Abstract

Late adolescent development was examined through the attitudes, values, beliefs, and academic performance of 121 Freshman students, 57 male and 64 female, at the University of Rhode Island. Marcia's (1966) operationalization of Erik Erikson's psycho-social theory of late adolescence and William Perry's (1970) model of intellectual formation in the college years were instrumentally applied through two objective tests that classify students into the stages of each theory. Findings confirm the study's hypothesis of a significant relationship between academic achievement and identity status. There were significant main effects of identity status, as reported in GPA scores, before and after intelligence (SAT scores) was controlled.
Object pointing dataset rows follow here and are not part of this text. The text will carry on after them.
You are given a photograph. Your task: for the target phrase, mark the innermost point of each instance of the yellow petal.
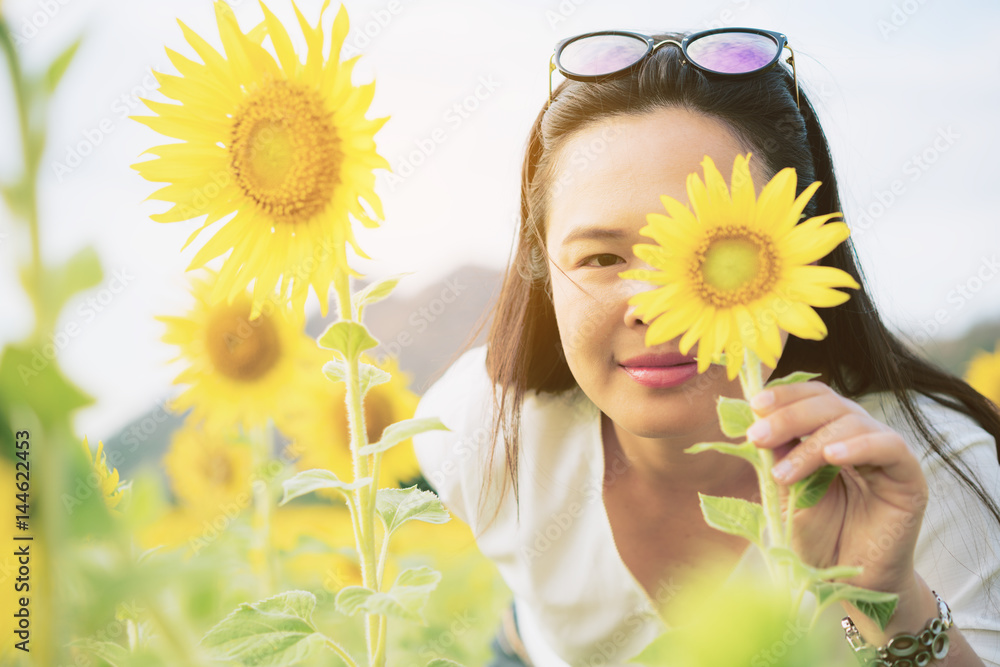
(281, 41)
(775, 199)
(784, 224)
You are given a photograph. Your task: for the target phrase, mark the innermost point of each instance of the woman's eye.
(604, 259)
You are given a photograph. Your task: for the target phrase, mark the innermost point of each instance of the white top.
(576, 599)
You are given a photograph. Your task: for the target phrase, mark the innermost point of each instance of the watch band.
(904, 650)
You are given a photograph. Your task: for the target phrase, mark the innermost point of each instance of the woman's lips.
(662, 376)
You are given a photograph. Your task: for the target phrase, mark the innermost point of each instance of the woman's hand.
(872, 512)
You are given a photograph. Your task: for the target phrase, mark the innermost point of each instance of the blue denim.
(502, 656)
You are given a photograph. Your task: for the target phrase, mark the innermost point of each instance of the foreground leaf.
(810, 490)
(369, 376)
(406, 599)
(270, 633)
(404, 430)
(374, 293)
(735, 416)
(308, 481)
(734, 516)
(746, 450)
(397, 506)
(792, 378)
(348, 338)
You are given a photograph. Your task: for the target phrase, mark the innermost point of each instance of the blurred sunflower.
(317, 543)
(239, 368)
(319, 431)
(737, 268)
(107, 479)
(984, 374)
(283, 145)
(207, 471)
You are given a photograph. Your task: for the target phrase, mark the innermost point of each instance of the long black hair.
(859, 355)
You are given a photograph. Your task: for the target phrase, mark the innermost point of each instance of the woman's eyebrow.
(601, 233)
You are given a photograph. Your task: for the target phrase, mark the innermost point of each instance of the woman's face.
(607, 177)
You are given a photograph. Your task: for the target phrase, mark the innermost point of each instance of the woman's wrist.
(917, 605)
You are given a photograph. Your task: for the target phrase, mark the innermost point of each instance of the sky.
(907, 93)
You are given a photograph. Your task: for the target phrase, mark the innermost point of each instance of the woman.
(567, 404)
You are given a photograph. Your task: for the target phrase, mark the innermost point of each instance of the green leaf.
(876, 605)
(734, 516)
(308, 481)
(375, 292)
(269, 633)
(792, 378)
(370, 376)
(400, 431)
(348, 338)
(31, 376)
(406, 599)
(80, 272)
(735, 416)
(839, 572)
(54, 74)
(746, 450)
(115, 655)
(810, 490)
(397, 506)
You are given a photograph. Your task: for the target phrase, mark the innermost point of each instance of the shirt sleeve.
(958, 548)
(451, 461)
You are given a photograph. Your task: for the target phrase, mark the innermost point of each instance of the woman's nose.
(630, 289)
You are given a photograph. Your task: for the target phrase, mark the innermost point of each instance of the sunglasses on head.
(724, 52)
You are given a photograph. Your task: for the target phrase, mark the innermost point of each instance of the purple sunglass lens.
(601, 54)
(732, 52)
Significance among groups conformed to theory, in that higher identity status groups demonstrated higher GPA scores than lower status groups. Other findings confirmed hypotheses of 1) higher student frequencies in low cognitive stages than in high cognitive stages and 2) fewer low identity than high identity students classified in the high cognitive stages. Although not predicted, significant gender differences were found for females in identity achievement. Implicit in its findings, the study suggests that adolescent development is the product of ongoing interactions between one's cognitive skills and psychosocial experience during childhood. The level and quality of these "socio-cognitive" skills at late adolescence results in more or less advanced adult identities. Adult identity or global development is further reflected in achievement which, here, is measured by students' academic performance.